SHAWN MATTHEWS: Boogie Smallz, you know... I haven't done much over the past few years, because I was never given the OPPORTUNITY! You've been hanging around here in the GXW... a BIG FISH, in a SMALL POND. You can beat all of the losers ya' need to around here, but when it comes to 'Showtime' SHAWN MATTHEWS, you're not going to have such an easy time. It may not be tomorrow, it may not be next week... DAMMIT, it may not even be next month. But sooner or later, you're going to go one on one with THEE SINGLE GREATEST WRESTLER, this sport has ever seen. I've put all the idiotic gimmicks behind me, and now it's MY TURN... it's MY TIME! I'm done mooning people, I'm done flipping people off. Now, it's all about UNADULTERATED ASSKICKING, and I don't give a DAMN who's first on the list. You've run your mouth too long, and when I do get a hold of you... you're going to wish it was some sort of magical trip you were on while you were smoking your marijuana cigarettes. You want to talk about everything that the black man has done, all his accomplishments... well if you're the voice of the BROTHAS, then maybe they should find a new representative. I'm not prejudiced... there's not a single ounce of racism in this body. I mean, hell... KILL WHITEY, for all I care. (Looks in the mirror) No, wait a minute. But anyway, the point is that I am going to put an end to your career, Boogie. So you know what you can do, put that in your PIPE, and SMOKE IT! You wanna know why I can do this? Do you really want to? Because I am SHAWN MATTHEWS, and I AM... ALL, THERE... FU**IN' IS!

(FADE TO BLACK...)
 

Hell_Fighter

League Member
Joined
Jan 1, 2000
Messages
597
Points
0
Age
47
Location
Springfield, Missouri
Website
www.myspace.com
*(Fade In)

*(Cut to the front of a GXW backdrop with a TV moniter right beside it. We see Mr. Jevon Alexander White and his girl friend and manager Miss Lillian Watts standing in front of it watching the Boogie Smallz tribute to Black history month. White and Lillian stand watching on the moniter the vinuettes until it gets to the segment where White is being shown. He watches with a flabergasted look on his face the more and more he watches.)

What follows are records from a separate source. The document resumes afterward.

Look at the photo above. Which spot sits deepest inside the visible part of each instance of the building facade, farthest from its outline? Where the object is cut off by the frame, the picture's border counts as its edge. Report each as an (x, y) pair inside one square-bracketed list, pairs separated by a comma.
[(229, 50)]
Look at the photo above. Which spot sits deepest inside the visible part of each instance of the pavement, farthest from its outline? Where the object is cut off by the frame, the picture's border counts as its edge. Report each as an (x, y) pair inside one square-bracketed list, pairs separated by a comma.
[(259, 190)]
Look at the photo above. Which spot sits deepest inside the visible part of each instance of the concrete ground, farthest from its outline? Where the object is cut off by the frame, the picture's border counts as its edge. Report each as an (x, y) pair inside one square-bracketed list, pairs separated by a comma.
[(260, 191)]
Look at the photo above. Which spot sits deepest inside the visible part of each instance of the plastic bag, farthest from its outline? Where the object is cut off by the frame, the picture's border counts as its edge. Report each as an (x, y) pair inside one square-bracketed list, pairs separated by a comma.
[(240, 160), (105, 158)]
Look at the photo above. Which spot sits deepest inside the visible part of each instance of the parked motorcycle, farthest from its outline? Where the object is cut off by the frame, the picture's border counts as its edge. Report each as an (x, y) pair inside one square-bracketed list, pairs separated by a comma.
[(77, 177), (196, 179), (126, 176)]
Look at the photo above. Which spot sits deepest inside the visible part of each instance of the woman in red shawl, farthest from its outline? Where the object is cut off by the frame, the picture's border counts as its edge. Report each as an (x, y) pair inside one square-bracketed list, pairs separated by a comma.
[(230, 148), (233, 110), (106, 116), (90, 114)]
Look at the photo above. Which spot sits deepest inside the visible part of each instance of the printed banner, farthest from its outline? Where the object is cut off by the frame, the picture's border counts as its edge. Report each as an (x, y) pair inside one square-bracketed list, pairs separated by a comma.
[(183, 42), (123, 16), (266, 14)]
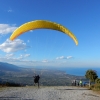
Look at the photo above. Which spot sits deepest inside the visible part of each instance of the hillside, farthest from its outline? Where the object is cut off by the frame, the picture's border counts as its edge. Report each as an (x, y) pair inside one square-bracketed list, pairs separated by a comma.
[(24, 76)]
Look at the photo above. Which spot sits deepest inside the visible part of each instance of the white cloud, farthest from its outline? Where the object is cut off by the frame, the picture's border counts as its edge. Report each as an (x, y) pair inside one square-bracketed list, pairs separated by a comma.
[(28, 41), (6, 28), (26, 55), (12, 46), (9, 55), (45, 61), (63, 57), (69, 57), (10, 10)]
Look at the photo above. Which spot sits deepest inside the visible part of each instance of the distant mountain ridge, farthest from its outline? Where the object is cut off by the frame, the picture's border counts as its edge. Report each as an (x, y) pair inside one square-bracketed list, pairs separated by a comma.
[(8, 67), (48, 77)]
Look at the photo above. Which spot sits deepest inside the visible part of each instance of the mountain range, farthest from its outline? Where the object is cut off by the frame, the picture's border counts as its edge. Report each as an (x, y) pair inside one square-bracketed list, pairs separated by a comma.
[(48, 77)]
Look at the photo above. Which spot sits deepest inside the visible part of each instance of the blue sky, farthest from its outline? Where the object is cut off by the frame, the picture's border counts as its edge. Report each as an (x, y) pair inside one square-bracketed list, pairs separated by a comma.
[(45, 47)]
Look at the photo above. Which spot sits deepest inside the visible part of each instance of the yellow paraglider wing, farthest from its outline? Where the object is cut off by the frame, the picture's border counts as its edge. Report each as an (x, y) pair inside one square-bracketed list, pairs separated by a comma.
[(39, 24)]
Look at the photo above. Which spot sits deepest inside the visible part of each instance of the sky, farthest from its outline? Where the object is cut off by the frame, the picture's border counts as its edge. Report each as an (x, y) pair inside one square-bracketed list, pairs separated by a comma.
[(50, 48)]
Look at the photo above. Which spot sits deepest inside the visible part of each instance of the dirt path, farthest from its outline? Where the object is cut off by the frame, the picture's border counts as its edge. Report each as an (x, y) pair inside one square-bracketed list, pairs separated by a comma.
[(47, 93)]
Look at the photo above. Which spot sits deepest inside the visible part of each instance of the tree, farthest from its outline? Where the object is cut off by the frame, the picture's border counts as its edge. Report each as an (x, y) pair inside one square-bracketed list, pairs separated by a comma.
[(91, 75), (97, 80)]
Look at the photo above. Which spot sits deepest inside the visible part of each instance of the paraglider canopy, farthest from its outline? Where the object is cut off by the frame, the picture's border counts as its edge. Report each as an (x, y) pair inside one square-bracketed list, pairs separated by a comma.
[(39, 24)]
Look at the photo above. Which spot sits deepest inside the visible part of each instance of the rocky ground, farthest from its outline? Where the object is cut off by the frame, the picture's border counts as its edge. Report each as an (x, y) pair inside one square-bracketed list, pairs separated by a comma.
[(47, 93)]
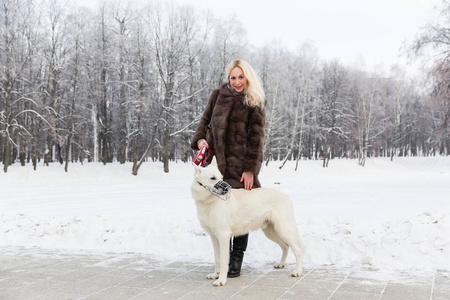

*(Cut to a slow-motion video package of Mr. White from TLC. Most of the footage that is shown is of him on the losing end of matches or being beat up.)

V/O: Mr. White, one-half of a top tag team in GXW, TLC. He has held tha tag titles before and (the sound of rummaging through paper) uh…umm…that’s all I can find out. He’s obviously into Sisqo, sportin’ tha blond dreadlocks and he’s into white. Has a white partner, wears a lot of white, uses white pyro, even had his last name legally changed to…well…White. Come to think about it…why is he even in my vignette?"

(Mr. White turns the moniter off and looks at Lillian with a look like he is completely speechless but appears like he has a lot on his mind."

Mr. White: "Who the F*ck does this sorry pothead sonofab*tch think he is. Obviously he doesn't know me very well. I think his sherlock holmes ass needs to do more research because he missed the mark on me entirely."

Lillian Watts: "Well at least he got the part where you once held the Tag team titles. Too bad he only took into account for the GXW Tag team titles. I think he missed the part about you and David being the Nthwa World Tag Team champions as well."

Mr. White: "Did he also mention the part about all of the wins we've had in the Nthwa and in the first parts of GXW before the decline of our society?"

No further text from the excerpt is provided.